The Choice We Face Page 15
While not all were successful, magnet schools gained academic distinction. Magnets were and still are common enough to generate widespread interest. Desired by parents who remain committed to public education, magnets allow parents control over where their children enroll and, in gentrified neighborhoods, communicate a message of success, innovation, and diversity. They also provide the flexibility to offer progressive, hands-on, student-centered, and project-based pedagogy, such as the magnets that operate as part of the public Montessori program.15 Magnet schools represent some of the best that public education has to offer and are subject to the same public oversight as traditional public schools. Magnet schools and the controlled choice options they add to the menu connect to a view put forth by education researchers Gary Orfield and Erica Frankenberg. They argue that “there is a much richer and more beneficial practice of choice possible, deeply rooted in the experiences of the civil rights era, and there are ways to use its power for much more positive outcomes, for students, families, and our society.” When school districts have structured choice and incorporated integration as a guide for choice, mutually beneficial results can occur.16 The reality has often belied the potential, however.

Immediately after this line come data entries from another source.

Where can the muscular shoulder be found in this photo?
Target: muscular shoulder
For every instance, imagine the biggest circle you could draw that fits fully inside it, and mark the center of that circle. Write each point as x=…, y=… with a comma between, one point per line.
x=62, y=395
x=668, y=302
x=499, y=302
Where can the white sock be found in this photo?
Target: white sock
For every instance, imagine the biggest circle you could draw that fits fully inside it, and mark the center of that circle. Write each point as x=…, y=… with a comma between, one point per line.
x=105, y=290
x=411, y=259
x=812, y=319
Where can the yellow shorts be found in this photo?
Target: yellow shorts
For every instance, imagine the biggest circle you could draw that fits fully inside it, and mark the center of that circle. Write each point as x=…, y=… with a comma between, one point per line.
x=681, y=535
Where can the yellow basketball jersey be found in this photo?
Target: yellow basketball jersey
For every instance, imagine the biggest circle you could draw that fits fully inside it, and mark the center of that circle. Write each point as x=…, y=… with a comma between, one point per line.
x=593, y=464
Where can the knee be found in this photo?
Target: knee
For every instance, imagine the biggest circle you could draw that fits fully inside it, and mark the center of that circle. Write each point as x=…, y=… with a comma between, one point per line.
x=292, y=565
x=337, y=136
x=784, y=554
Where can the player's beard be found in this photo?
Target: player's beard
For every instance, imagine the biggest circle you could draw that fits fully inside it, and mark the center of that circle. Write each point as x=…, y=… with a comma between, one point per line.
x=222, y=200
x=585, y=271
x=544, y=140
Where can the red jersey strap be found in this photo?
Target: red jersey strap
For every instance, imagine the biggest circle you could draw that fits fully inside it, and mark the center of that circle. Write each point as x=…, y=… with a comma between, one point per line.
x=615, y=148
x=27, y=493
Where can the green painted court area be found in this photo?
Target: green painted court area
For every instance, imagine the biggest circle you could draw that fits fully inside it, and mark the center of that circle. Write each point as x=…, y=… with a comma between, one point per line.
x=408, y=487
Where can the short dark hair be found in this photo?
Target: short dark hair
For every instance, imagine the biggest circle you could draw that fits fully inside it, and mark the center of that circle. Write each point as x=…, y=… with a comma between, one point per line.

The use of magnet schools in Charleston, South Carolina, is telling. Magnets in that city emerged as a solution to a desegregation case that persisted throughout the 1990s. The Department of Justice, joined by the NAACP Legal Defense Fund, sued the Charleston County School district for segregation and discrimination, alleging that the county had intentionally drawn district and attendance zones to maintain racial separation. Schools downtown were segregated, while the suburbs were mostly White.17 The courts upheld that Charleston County was an example of de facto segregation, following the pattern established with the Milliken v. Bradley (1974) case, and consequently ruled that suburban schools that maintained a modicum of desegregation would not have to desegregate further.18 In response to the trial, Charleston County constructed two downtown magnet schools, Academic Magnet High School (AMHS) and Buist Academy, an elementary school. Both were meant to foster integration, accept kids from across the county, and draw White families back downtown. The judge encouraged such programs to avoid busing and other “forced” desegregation methods. Academic Magnet High School was initially housed in Burke High School, the oldest historically Black high school in the city that had never fully desegregated. At the start of the court case, only one of Burke’s thirteen hundred students was White. Though the county was evenly split between the Black and White population, eighteen public schools were at least 90 percent Black.19
Magnets became a viable path toward integration in Charleston since courts there established a racial quota at the new magnets that reserved 60 percent of the total enrollment for White students and 40 percent for African American students.20 Still, within the first few years of the program, at a time when 60 percent of the Charleston school system was African American, 68 percent of students at Academic Magnet were White.21 Physically locating the magnet school within the premises of Burke High School, while maintaining separate teachers, staff, lunch hours, and students bodies, created an “us versus them” dichotomy and essentially segregated students by program—segregation that carried with it deep racial and class divisions.22
Then district officials moved AMHS to a different location, a site in North Charleston, and the school became increasingly White. Racial imbalance was addressed only after Charlestonians took issue that race was used as a factor in the admissions process. Larry Kobrovsky, a local attorney and former school board member, filed a suit to remove race from the admissions process at Buist. “In America, you deserve to be treated the same,” Kobrovsky noted, drawing upon the pervasive color-blind rhetoric of the post-Brown era, “not depending on what you look like.” Kobrovsky contended that maintaining a racial quota at Buist and other magnets was unconstitutional.23 In response, the district eliminated all racial quotas, and the suit was dropped. More than a decade since the board reversed its race-based admission policy, the population at Buist in 2009 was over 75 percent White and only 10 percent African American. 24
Academic Magnet High School and Buist Academy are highly valued and coveted schools among parents in Charleston County today. Admission is very competitive, and the waitlist is long. Students are required to take a difficult entrance exam and have a B average. Given the number of applicants and the sparse availability, admission into the Charleston magnets has been likened to getting into our nation’s prestigious Ivy League universities.25 Like all freedom of choice plans, magnets have been and will continue to be about race. Like other choice plans, the burden is placed unduly on students of color and their families to get in. Moreover, the very concept of “magnet” here means attracting Whites—not students of color—back to the urban areas White families have fled. Whites, again, are privileged by this system, and it is their needs that are placated.26
Magnet schools can present one of the best options on the menu, but they also have problems. Successful magnets can be the first to sell out and fill up, access to them is severely limited, and genuine integration is not guaranteed. Magnet schools are an elusive option and, though they espouse the values of “diversity,” do little to address the systemic nature of inequity that still defines the educational landscape today.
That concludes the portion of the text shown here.